The two papers that Joseph Skizzen believed were responsible for obtaining them the house, and retaining him his job, had been written at the kitchen table of the cottage, despite the strain of a dim light, during evenings of the first three years of his tenure. Joseph felt that it was essential for his future that he define himself as an au courant guy, someone hard-edged and up-to-date, as well as a bit menacing. If he had correctly gauged the level of scholarship at the school, the publication of even a few papers would put him high on the list of productive people, and if he had read the intellectual thermometer properly, his choice of specialty — Arnold Schoenberg — should be effectively frightening. Such intimidation might keep people at a distance, and output of any kind should give him a secure income.

Since Joey’s career depended upon the ignorance of others, and their natural reluctance to make that condition public knowledge, he had to select material that would be sufficiently musical to establish his expertise, yet not so technical as to exceed his limited understanding: in short, something historical or biographical, something on the edge of the subject the way a fringe completes a shawl while at the same time remaining a lot of useless yarn.

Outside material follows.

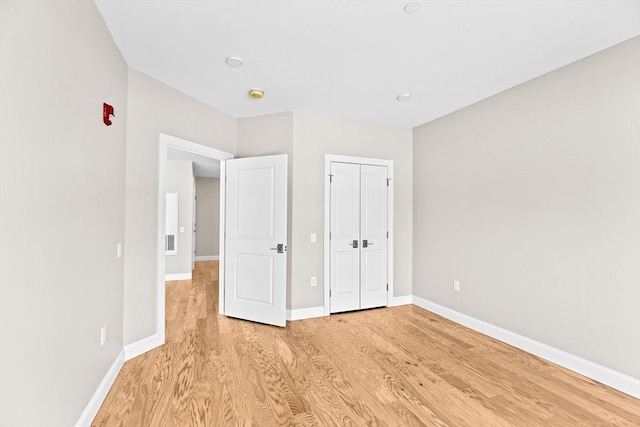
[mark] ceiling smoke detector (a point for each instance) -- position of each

He was taking a big risk, he knew, but he chose a topic for his first essay that would immediately advertise him as a person in the “know.” Its title would intrigue, confuse, and frighten simultaneously: “Max Blonda’s Von Heute auf Morgen.”

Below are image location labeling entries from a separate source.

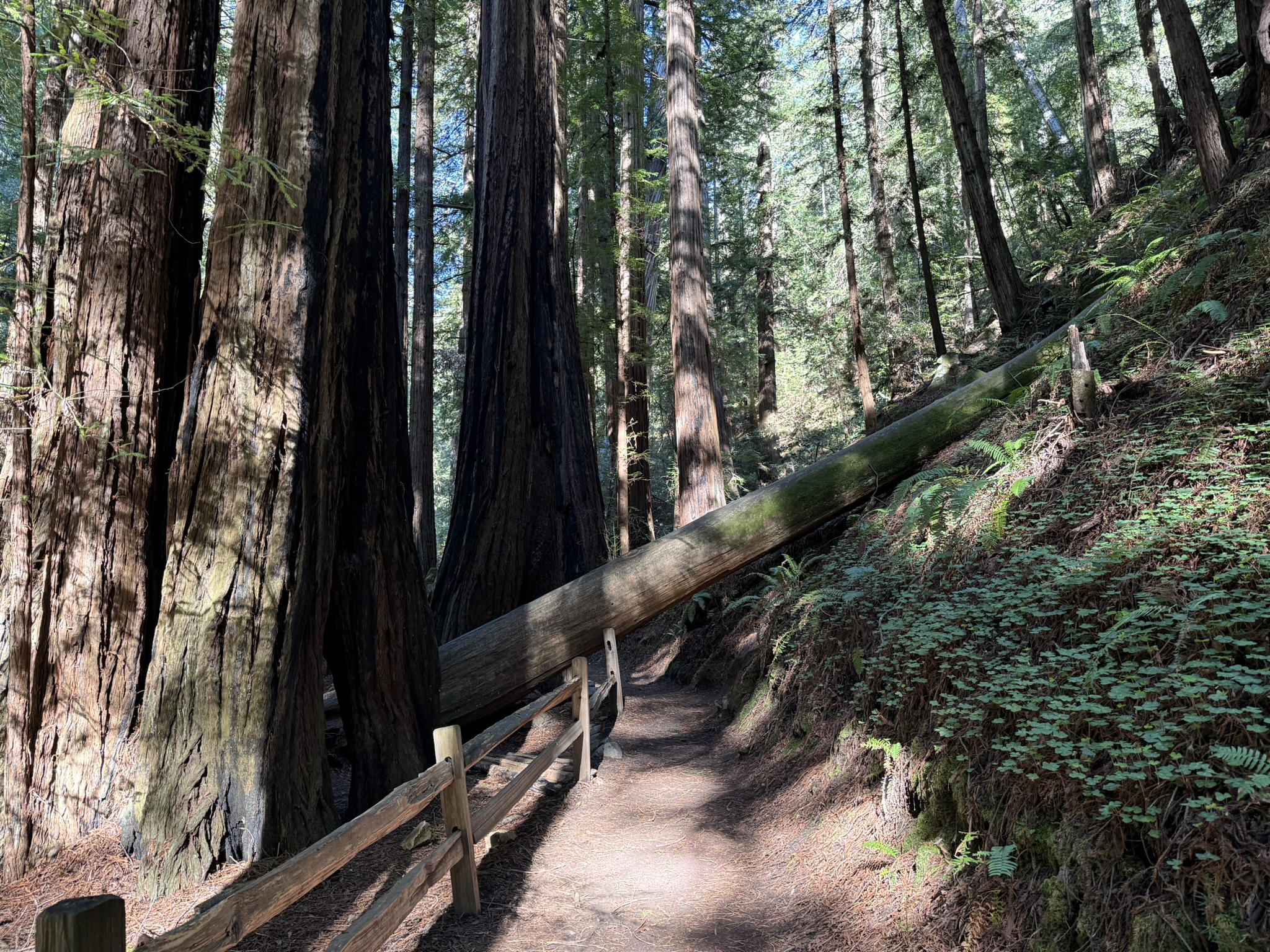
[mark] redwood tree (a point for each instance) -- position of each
(1098, 152)
(858, 335)
(998, 265)
(122, 265)
(696, 423)
(291, 512)
(1212, 139)
(527, 513)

What is scary about today having a tomorrow, Miriam wanted to know, after he had boasted about his choice. And who is Max Blonda?

Exactly. Who is she?

She?

Yes, dear, it is an assumed name. Arnold Schoenberg’s second wife wrote the libretto for his light Viennese opera, Von Heute—

She was a Blonda? what sort of name is that? did she bleach?

I have no idea.

Well, why “Blonda” then?

I have no idea.

Ach, so you are writing, why?

To find out. Oh yes, and to get ahead.

After some months, the essay, which had ripened like a fruitcake soaked in the sherry of its own neglect, had an even more angular title. It had become “Max Blonda’s Saxophone.” The editors of the little music magazine he had in mind wouldn’t overlook this one when it arrived in their weekly slush pile. Finally, however, needing a prominent name up front, he went with “Schoenberg’s Saxophone.” That would shake them up.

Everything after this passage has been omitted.